WIENIAWSKI. CONUS Violin Concertos

Debut disc for the Korean Rothschild Prize-winner

Record and Artist Details

Composer or Director: Henry Vieuxtemps, Julius Conus, Henryk Wieniawski

Genre:

Orchestral

Label: Onyx

Media Format: CD or Download

Media Runtime: 69

Mastering:

Stereo
DDD

Catalogue Number: ONYX4109

Tracks:

Composition Artist Credit
Concerto for Violin and Orchestra No. 1 Henryk Wieniawski, Composer
Henryk Wieniawski, Composer
Nicholas Milton, Conductor, Violin
Rheinland-Pfalz State Philharmonic Orchestra
Soo-Hyun Park, Musician, Violin
Concerto for Violin and Orchestra Julius Conus, Composer
Julius Conus, Composer
Nicholas Milton, Conductor, Violin
Rheinland-Pfalz State Philharmonic Orchestra
Soo-Hyun Park, Musician, Violin
Fantasia appassionata Henry Vieuxtemps, Composer
Henry Vieuxtemps, Composer
Nicholas Milton, Conductor, Violin
Rheinland-Pfalz State Philharmonic Orchestra
Soo-Hyun Park, Musician, Violin
Wieniawski’s First Concerto, composed when he was just 17, shows the young violinist’s ambition to scale the heights of virtuosity and is a worthy partner to its better-known successor. Soo-Hyun Park embraces all the challenges without turning a hair, and also contrives to give Wieniawski’s passagework an expressive and poetic quality – by playing very delicately, perhaps, or by attacking a particular phrase with unusual vigour. In the finale, the pauses in the main theme are wittily extended, and for the cantabile subsidiary melody she finds a wonderfully warm, slightly veiled tone. In her imaginative approach she outshines Charlie Siem – just as impressive as a virtuoso but, in his response to the work’s contrasts, less varied.
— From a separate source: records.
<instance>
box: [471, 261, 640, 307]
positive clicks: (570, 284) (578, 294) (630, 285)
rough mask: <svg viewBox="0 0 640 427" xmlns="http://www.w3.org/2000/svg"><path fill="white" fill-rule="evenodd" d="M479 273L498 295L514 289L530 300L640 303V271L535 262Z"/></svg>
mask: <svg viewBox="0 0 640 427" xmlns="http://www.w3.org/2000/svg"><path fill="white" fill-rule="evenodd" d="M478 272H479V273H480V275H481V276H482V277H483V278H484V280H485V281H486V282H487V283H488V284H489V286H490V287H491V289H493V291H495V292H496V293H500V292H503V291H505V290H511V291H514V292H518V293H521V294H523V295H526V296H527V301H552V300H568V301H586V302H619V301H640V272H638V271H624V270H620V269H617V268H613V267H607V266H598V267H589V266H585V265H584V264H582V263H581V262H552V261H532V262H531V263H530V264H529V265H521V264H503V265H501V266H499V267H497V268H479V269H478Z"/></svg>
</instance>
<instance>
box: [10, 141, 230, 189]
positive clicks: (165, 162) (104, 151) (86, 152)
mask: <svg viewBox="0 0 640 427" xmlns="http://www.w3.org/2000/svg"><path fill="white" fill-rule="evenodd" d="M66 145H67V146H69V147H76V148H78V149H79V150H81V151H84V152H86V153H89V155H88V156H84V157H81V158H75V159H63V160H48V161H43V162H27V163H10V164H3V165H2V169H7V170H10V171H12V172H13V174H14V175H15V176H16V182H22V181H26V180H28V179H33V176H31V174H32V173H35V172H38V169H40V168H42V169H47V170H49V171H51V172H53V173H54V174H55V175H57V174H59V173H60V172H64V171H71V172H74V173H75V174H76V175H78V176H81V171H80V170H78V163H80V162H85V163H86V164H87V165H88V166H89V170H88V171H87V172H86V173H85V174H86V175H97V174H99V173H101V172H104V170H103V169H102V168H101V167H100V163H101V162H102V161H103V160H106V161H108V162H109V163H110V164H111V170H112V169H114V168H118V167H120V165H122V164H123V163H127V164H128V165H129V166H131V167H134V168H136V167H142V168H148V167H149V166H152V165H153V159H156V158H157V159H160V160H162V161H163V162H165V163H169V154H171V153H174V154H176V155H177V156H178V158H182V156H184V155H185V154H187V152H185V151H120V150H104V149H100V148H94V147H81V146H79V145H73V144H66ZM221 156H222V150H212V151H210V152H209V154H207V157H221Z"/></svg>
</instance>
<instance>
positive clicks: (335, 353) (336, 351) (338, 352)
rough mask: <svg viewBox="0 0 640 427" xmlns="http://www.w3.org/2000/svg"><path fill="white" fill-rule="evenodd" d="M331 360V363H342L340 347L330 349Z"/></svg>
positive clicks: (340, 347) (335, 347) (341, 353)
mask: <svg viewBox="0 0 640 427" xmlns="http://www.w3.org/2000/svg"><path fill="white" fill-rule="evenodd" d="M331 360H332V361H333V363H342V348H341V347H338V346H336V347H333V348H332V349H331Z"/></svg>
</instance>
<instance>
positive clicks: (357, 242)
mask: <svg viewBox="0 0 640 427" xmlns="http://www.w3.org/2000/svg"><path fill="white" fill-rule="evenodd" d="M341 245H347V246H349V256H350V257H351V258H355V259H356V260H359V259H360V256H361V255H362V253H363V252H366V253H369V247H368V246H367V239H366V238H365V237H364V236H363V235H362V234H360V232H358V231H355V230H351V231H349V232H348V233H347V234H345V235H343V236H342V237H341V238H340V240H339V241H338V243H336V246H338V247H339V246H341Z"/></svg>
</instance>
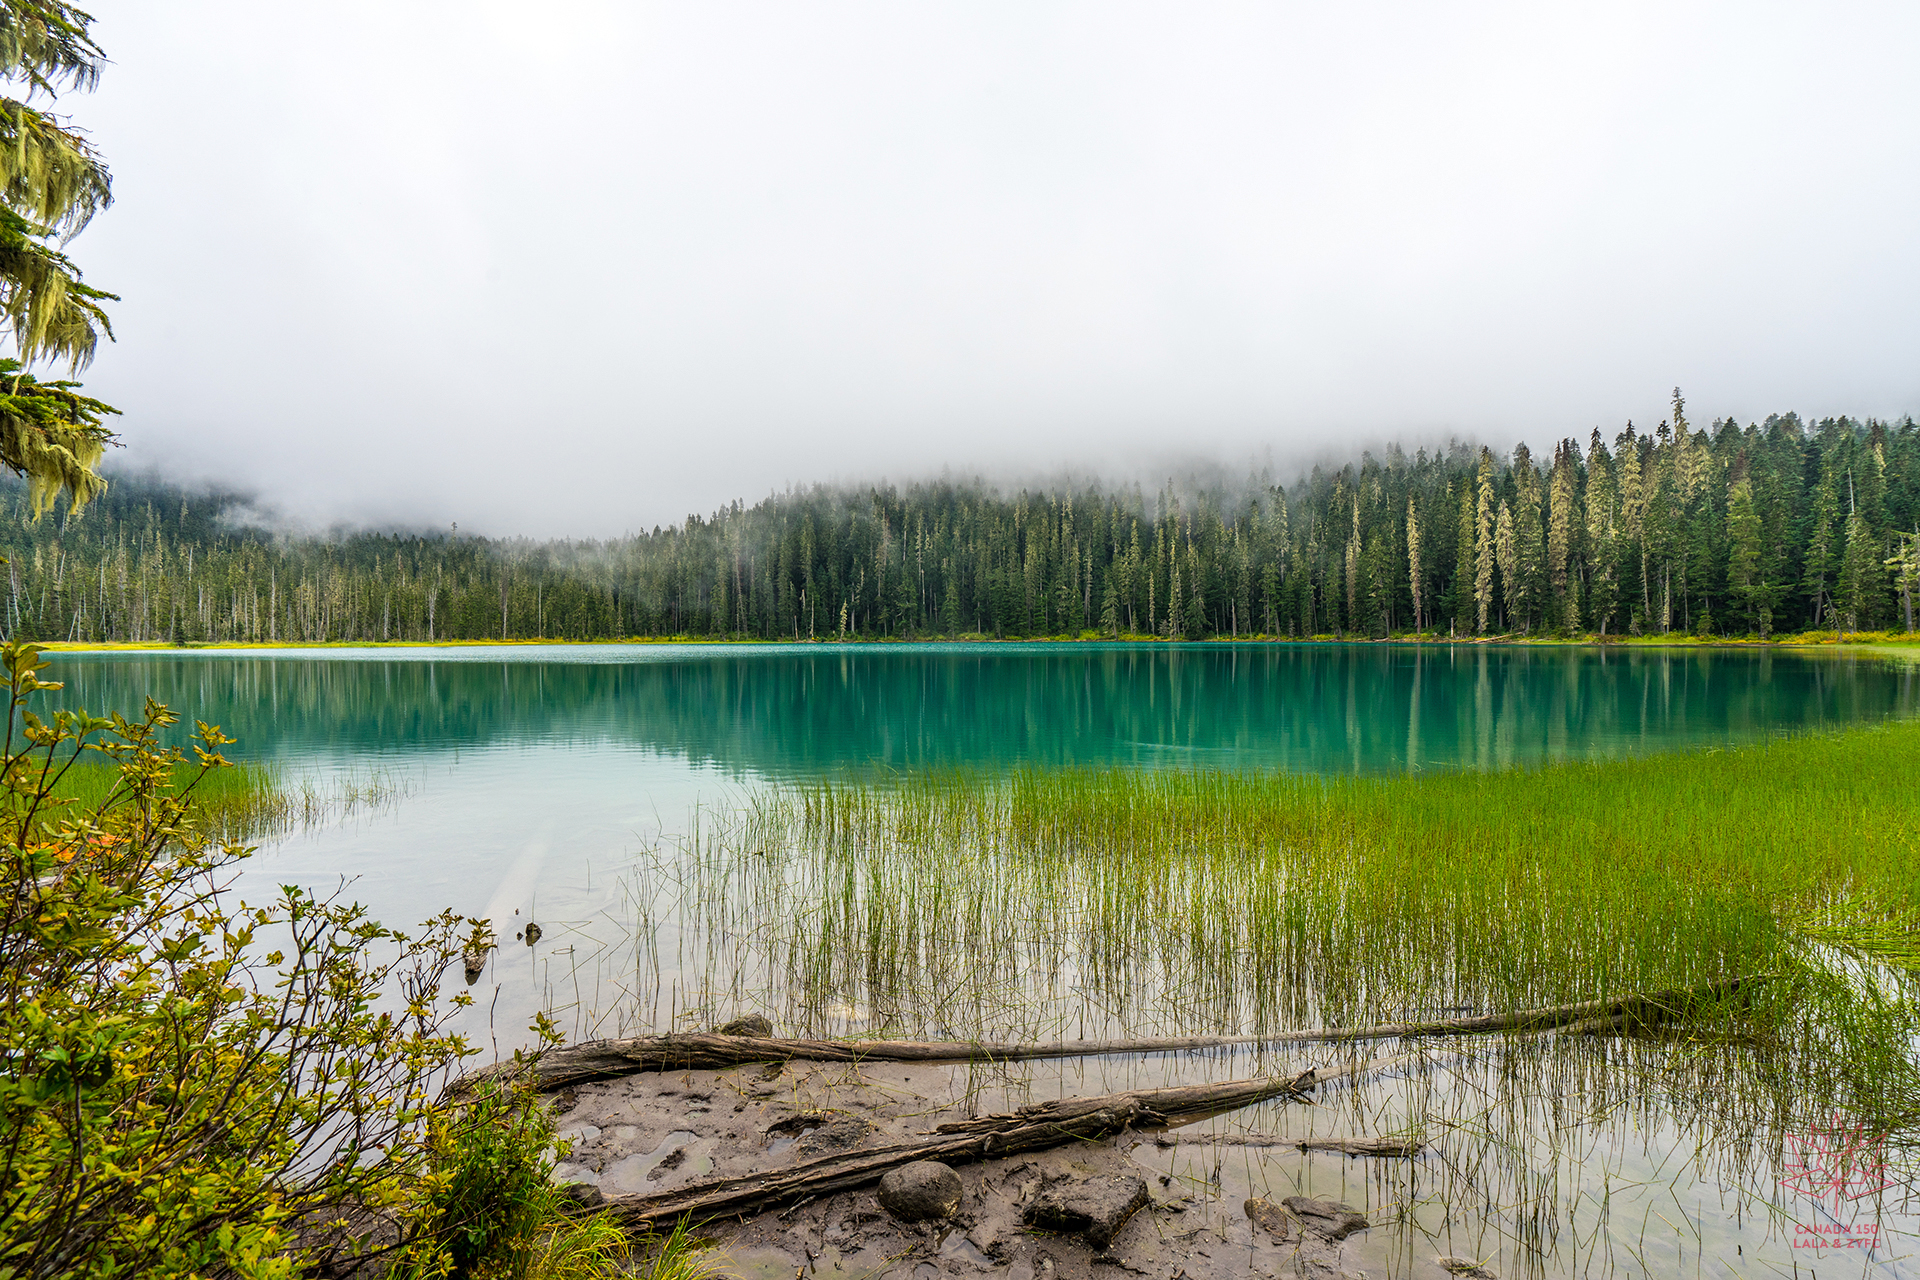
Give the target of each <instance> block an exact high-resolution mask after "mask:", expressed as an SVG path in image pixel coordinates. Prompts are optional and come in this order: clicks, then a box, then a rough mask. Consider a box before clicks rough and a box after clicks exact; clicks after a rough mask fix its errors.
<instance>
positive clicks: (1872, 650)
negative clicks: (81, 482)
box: [36, 631, 1920, 652]
mask: <svg viewBox="0 0 1920 1280" xmlns="http://www.w3.org/2000/svg"><path fill="white" fill-rule="evenodd" d="M36 645H38V647H40V649H44V651H48V652H169V651H180V649H186V651H205V652H228V651H232V652H248V651H255V649H543V647H557V645H574V647H582V645H586V647H620V645H747V647H755V649H808V647H820V645H876V647H887V645H900V647H914V645H1434V647H1442V645H1526V647H1563V649H1565V647H1607V649H1868V651H1882V652H1885V651H1901V649H1914V651H1920V631H1797V633H1776V635H1768V637H1766V639H1761V637H1759V635H1686V633H1674V635H1596V633H1586V635H1440V633H1432V631H1396V633H1392V635H1384V637H1365V635H1332V633H1329V635H1300V637H1294V635H1258V633H1256V635H1236V637H1235V635H1208V637H1202V639H1171V637H1165V635H1129V633H1121V635H1117V637H1116V635H1098V633H1092V631H1083V633H1079V635H1016V637H995V635H981V633H962V635H906V637H900V635H847V637H845V639H841V637H820V639H810V641H804V639H803V641H791V639H758V637H747V635H741V637H733V635H622V637H597V639H555V637H540V639H532V637H515V639H434V641H403V639H394V641H36Z"/></svg>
Park’s reflective approach to the Vieuxtemps results in a beautiful performance that’s certainly not short of vivacity but maybe it doesn’t capture the work’s extrovert theatricality as perfectly as does Viviane Hagner’s. A curious difference in the recordings: at the start of the B major Largo section, Hagner introduces the melody, whereas Park leaves it to clarinet and flute.

Julius Conus’s 1896 Concerto, taken up by Kreisler and Heifetz, and recorded more recently by David Garrett, is still a rarity. Though short of memorable ideas, it’s most effectively written for the violin and has an attractive idiom with suggestions of Tchaikovsky, Rachmaninov (a close friend) and even Delius in the dreamy slow movement. Soo-Hyun Park’s playing is again beautiful and full of character. The accompaniments, too, are excellent.